Basically interested in; given a taxon:
- what is its scientific name.
- what is its (approximate) Rank.
- what are its phylogenetic ancestors/decedents
- what are its nearby neighbors
- [grandmothers, aunts, mother, sisters, daughters, cousins, nieces]
Furthermore instead of including everything (over a million taxon), limit to a subtree along the human ancestor path, choosing a branch point covering our 10k or so closest relatives.
Also want some bacteria, but they are far too many so choose 10k or so which are within a few hops of the most commonly studied (reference) species.
Linnaean Rank [Kingdom, Phylum ... etc ] is a older, corse concept rendered obsolete with modern molecular phylogenetic trees. Traditional Rank does however have the redeeming quality that many people still know it, which makes it useful as a structure to assist navigation.
One of main use cases for Rank is to know if the taxon is for leaf node (e.g.
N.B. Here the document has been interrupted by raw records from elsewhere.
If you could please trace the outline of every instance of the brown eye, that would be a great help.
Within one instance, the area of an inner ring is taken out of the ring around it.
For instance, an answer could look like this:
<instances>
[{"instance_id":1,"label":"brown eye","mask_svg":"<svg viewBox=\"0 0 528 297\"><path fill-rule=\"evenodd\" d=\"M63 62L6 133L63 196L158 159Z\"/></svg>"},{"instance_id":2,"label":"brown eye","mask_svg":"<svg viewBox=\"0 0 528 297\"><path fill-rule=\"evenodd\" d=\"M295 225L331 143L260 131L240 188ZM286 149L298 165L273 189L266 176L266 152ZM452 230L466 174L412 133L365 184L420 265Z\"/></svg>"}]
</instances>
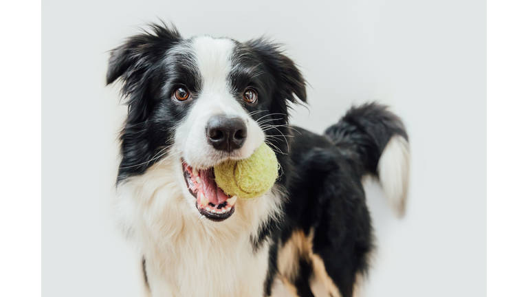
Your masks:
<instances>
[{"instance_id":1,"label":"brown eye","mask_svg":"<svg viewBox=\"0 0 528 297\"><path fill-rule=\"evenodd\" d=\"M189 98L189 91L185 87L179 87L173 94L173 99L185 101Z\"/></svg>"},{"instance_id":2,"label":"brown eye","mask_svg":"<svg viewBox=\"0 0 528 297\"><path fill-rule=\"evenodd\" d=\"M256 102L256 98L258 96L256 95L256 91L253 89L248 88L244 91L244 100L250 103L254 103Z\"/></svg>"}]
</instances>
Species) or a more general collection as we may want to consider them differently.
NCBI Taxon has many (non-leaf) taxon associated with the single designation of "no rank". In this dataset I have promoted all such taxon to the Linnaean Rank of their nearest ranked ancestor.
See the readme in the research/
directory
Reading in, translating to turtle, then writing out as a plain python stream took 15-20 seconds, but it does not afford a easy way to write out independent subtrees e.g. just eukaryotes or just bacteria.
For better of worse we use python RDFLIB
for other dipper
ingests and so
it is the first thing to try.
Loading this into a rdflib graph as a simple buffer takes 5 minutes
and writing out as turtle takes another 10 minutes.
This is 15 minutes without attempting any additional processing.
Calling a built in RDFLIB function such as graph.connected()
takes more hours to return than I have have patience for
(I think I let it run over night)
and does not bode well for using it with similar tasks at this scale.
Sqlite3/Postgres have common table expressions (CTE) which enable recursive SQL queries and I used them as a Jena SDB work-alike in a previous project.
Loading it all in on the command line, indexing, asking a bunch of questions and writing out the superphylum covering human's 10,000 closest relatives takes a few seconds in sql. A few more seconds for a similar sized set for bacteria.
see load_sqlite.sql
for how I am filtering for ~ 10k eukaryotes
based on decendents along Human's ancestoral path.
and README.ncbi_ref_genome
for how I am choosing ~12k bacteria
which are based on close proxmity to NCBI's reference genomes.
tr -d '\t' < names.dmp > names.unl tr -d '\t' < nodes.dmp > nodes.unl ###################################################################
Revisiting due to a desire to include virus. Note: THere a fair amount of change in the data from the previous version.
Goals:
- minimize changes to their .dmp
format prior to loading
- include citations, genetic code, files
- generate a more useful representation of "no rank" inernal nodes (interval based)
- increase number of taxon to propagate. (not sure how far)
work is layed out in README_covid19.txt and Viral/README.host_corona_lattice Results I was interested in seeing are in Viral/
The interesting that happened when I wanted to draw the trees is I came across the "ETE3" python library that basicly does most of what I have already done here (in pretty much the same exact way. slurp ncbi into sqlite3 & index & query) and ETE3 also does a whole lot more.
So it is most likely this repo will be archived and I will just use ETE3 instead.